Megachile umatillensis
- Conservation status: Vulnerable (NatureServe)

Scientific classification
- Domain: Eukaryota
- Kingdom: Animalia
- Phylum: Arthropoda
- Class: Insecta
- Order: Hymenoptera
- Family: Megachilidae
- Genus: Megachile
- Species: M. umatillensis
- Binomial name: Megachile umatillensis (Mitchell, 1927)

= Megachile umatillensis =

- Genus: Megachile
- Species: umatillensis
- Authority: (Mitchell, 1927)
- Conservation status: G3

Species of bee

Megachile umatillensis is a species of bee in the family Megachilidae. It was described by Mitchell in 1927.

==Description==
Megachile umatillensis is a solitary, robust, non-metallic bee. The basal section of tergum is concave towards the front and is without ridges. The species is black in colour and its dorsal metathorax (metanotum) is almost perpendicular with the rear of its propodeum. The margin at the posterior is roughly straight and it has a broad scutellum. The bee's tubercles and pleura are without carinae (elevated ridges). It has linear notaulices. The front coxae of males are often spinose. The two recurrent veins of the front wings are attached to a submarginal cell. The species has dentate mandibles; these are large in females. It has four visible sternites (ventrites) as well as four sternites that are not visible. Megachile species have three maxillary palps, and male specimens have larger tarsi at the front.

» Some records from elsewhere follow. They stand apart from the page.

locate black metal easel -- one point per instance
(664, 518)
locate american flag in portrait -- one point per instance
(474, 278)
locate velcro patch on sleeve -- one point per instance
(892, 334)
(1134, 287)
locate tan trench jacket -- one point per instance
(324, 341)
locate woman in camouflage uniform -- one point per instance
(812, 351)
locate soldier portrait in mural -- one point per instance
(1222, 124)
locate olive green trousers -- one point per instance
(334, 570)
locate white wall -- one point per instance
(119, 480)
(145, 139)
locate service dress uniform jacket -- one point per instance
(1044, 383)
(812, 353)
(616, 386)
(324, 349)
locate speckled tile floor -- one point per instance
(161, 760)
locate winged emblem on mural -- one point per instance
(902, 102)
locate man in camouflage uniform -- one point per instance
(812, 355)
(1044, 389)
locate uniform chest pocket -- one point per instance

A female Megachile umatillensis takes pollen and nectar to its nest to create a "bee loaf" (saliva, pollen and nectar). Once this bee loaf is substantial, a female will deposit an egg upon this and chew up leaves to form a small, round cavity around the bee loaf and egg. The female will continue doing this until it completely fills its nest with eggs; it will then construct a thick wall around the nest from leaves. When the eggs hatch, the bees will feed on these bee loaves until they reach maturity, and will gnaw at the walls the following spring to leave the nest. Females carry pollen under their abdomina.

As a leaf-cutter bee, females of Megachile umatillensis may cut sections of leaves in oval or circular shapes to line the cells of its nest. Alternatively, they might use dried plant resin to line nest cells, which it carries in its mandible. The species creates its nests in soil, in stems of plants, in twigs, or will tunnel through rotting wood to create nests. It does not produce honey and has a weak sting which it uses in defence. The species pollinates wild plants and crops and is a small or medium-sized bee. The genus name Megachile comes from Greek words mega (large; μεγας) and cheil (lips; χειλ), which refers to mouthparts of species in the genus.